Het middelste handwortelgewricht ligt tussen de proximale en distale rijen handwortelbeentjes. Het aantal botten in de distale rij varieert, maar omvat altijd, van mediaal naar lateraal, de tweede, derde en vierde handwortelbeentjes. Een eerste handwortelbeentje is unilateraal of bilateraal aanwezig bij ongeveer 50% van de paarden1 en moet op röntgenfoto’s niet worden verward met een osteochondraal fragment. Het eerste handwortelbeentje articuleert met het tweede middenhandsbeentje (McII) en het tweede handwortelbeentje, en de aanwezigheid ervan wordt vaak geassocieerd met radiolucente gebieden in het McII. Een vijfde handwortelbeentje is zeldzaam, maar indien aanwezig is het klein, articuleert het met het vierde handwortelbeentje en het proximale aspect van het vierde middenhandsbeentje (McIV), en kan het verward worden met een osteochondraal fragment.
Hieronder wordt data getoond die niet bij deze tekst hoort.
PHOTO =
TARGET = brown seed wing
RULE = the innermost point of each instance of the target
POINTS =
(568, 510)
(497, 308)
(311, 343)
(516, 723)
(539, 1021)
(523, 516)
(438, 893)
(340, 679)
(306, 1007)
De tweede, derde en vierde handwortelbeentjes articuleren respectievelijk met de McII, het derde middenhandsbeentje (McIII) en de McIV. De articulatie van het tweede handwortelbot en de McII is breder dan die van het vierde handwortelbot en de McIV, en daardoor wordt de McII zwaarder belast, een belangrijk gegeven om rekening mee te houden bij fracturen van de McII en de McIV. Het derde handwortelbeen, het grootste bot in de distale rij, heeft twee fossa, gescheiden door een duidelijke richel, de intermediaire (laterale) en de radiale (mediale). De radiale fossa is het grootst, wordt zwaarder belast en raakt vaker gewond. Het derde handwortelbeentje is L-vormig en heeft een groot, dicht palmair gedeelte dat zelden gewond raakt.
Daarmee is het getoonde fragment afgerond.